Team 3-D and Kurt Angle defeated Christian Cage, Rhino and A.J. Styles in a tables elimination match. After playing up what Sting would do the entire show, there was nary a mention of him. That’s a good waste of 30 minutes. Of course, the match was overbooked. Good news was Angle wasn’t involved with anything too physical, and he was largely covered by 3-D doing highspots. They were brawling from the opening bell, with Cage and Angle squaring off in the ring. Brother Dvon and Rhino were all over the building. Brother Ray and Dvon went for the tables, but were stopped by stereo baseball slides by Cage and Styles. Ray tried to backdrop Styles through the table, but Rhino moved the table out of the way. 3-D teased wazzup on Styles through the table, but Cage and Rhino broke it up. Then Cage and Rhino teamed for a flap jack on Dvon through the table. So the faces had the advantage 3-on-2. Make sense out of that one. Faces celebrated after Rhino gave Ray a gore, but Angle snuck up from behind and hit everyone with chair shots. During a commercial, Rhino missed a gore and crashed through the table, so he was eliminated. Rhino badly needs to turn heel. If you look up "Lost in the shuffle" in the dictionary, you see him. Cage was about to splash Ray through the table, but Dvon ran back out to interfere while Angle grabbed Earl Hebner. Dvon and Ray then put Cage through the table with a 3-D, and Hebner ruled it an elimination even though he didn’t see it. Man was that lame. Then Johnny Devine ran in and tried to throw powder into Styles eyes, but Styles ducked and Ray got the powder. Ray was "blinded" and put Devine (who he thought was Styles) through the table. Styles then bumped Ray off the apron, who fell through the table. So it was down to Styles vs. Angle. There was another ref bump after Styles collided with Hebner. Then Styles went to the top rope, but Frank Trigg ran in from the Affliction ring announce table and hit Styles with a kendo stick. Angle then put Styles through the table with an Olympic Slam. Even though he didn’t see that one either, Hebner still ruled Styles was eliminated. **1/4
Booker T came out for the contract signing with Samoa Joe, who came out with Nash. Sharmell is really versatile as a performer. Not many people can pull off being a face manager so well, then shift effortlessly to being a heel. Booker said he added stipulations for the match. There would be tables, ladders and chairs involved. Booker wanted Nash to leave before Joe signed the contract. Joe said only if Sharmell left too. Sharmell and Nash left and Booker signed the deal. Joe took the contract, then the lights went out, Sting’s music played, the lights went back on, Joe was lying face down on the mat and Booker was holding a baseball bat. Don West was screaming "Why, Sting, Why," making you think Sting came to the ring as the speed of light, whacked gave Booker the bat, whacked Joe with it and disappeared.
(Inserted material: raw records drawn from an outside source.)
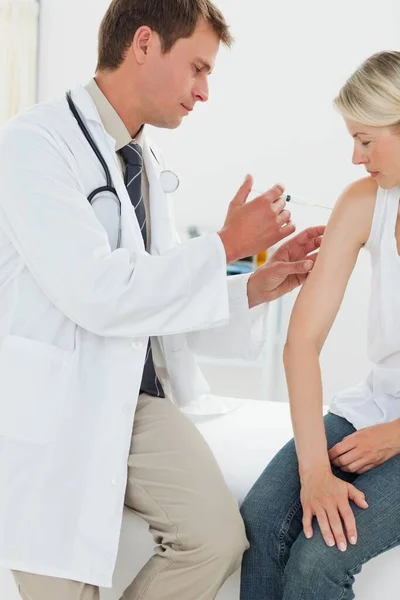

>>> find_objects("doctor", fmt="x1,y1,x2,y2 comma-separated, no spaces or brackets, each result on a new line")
0,0,323,600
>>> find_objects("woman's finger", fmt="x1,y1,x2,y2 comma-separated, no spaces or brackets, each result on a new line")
303,506,314,539
339,502,357,545
315,507,335,548
325,505,347,552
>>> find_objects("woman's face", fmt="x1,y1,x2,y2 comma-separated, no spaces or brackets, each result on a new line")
345,119,400,189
SUMMARY: The company needs all the TV time it can because every Impact is so crowded. Why they wasted 30 minutes promoting whether Sting would be in Team 3-D and Angle’s corner when Sting never appeared on the show is beyond me. The fact his absence was never played up was another mistake. Better show for wrestling this week, but it sure made the Styles, Cage, Rhino face group seem weak jobbing to Team 3-D and Angle two shows in a row.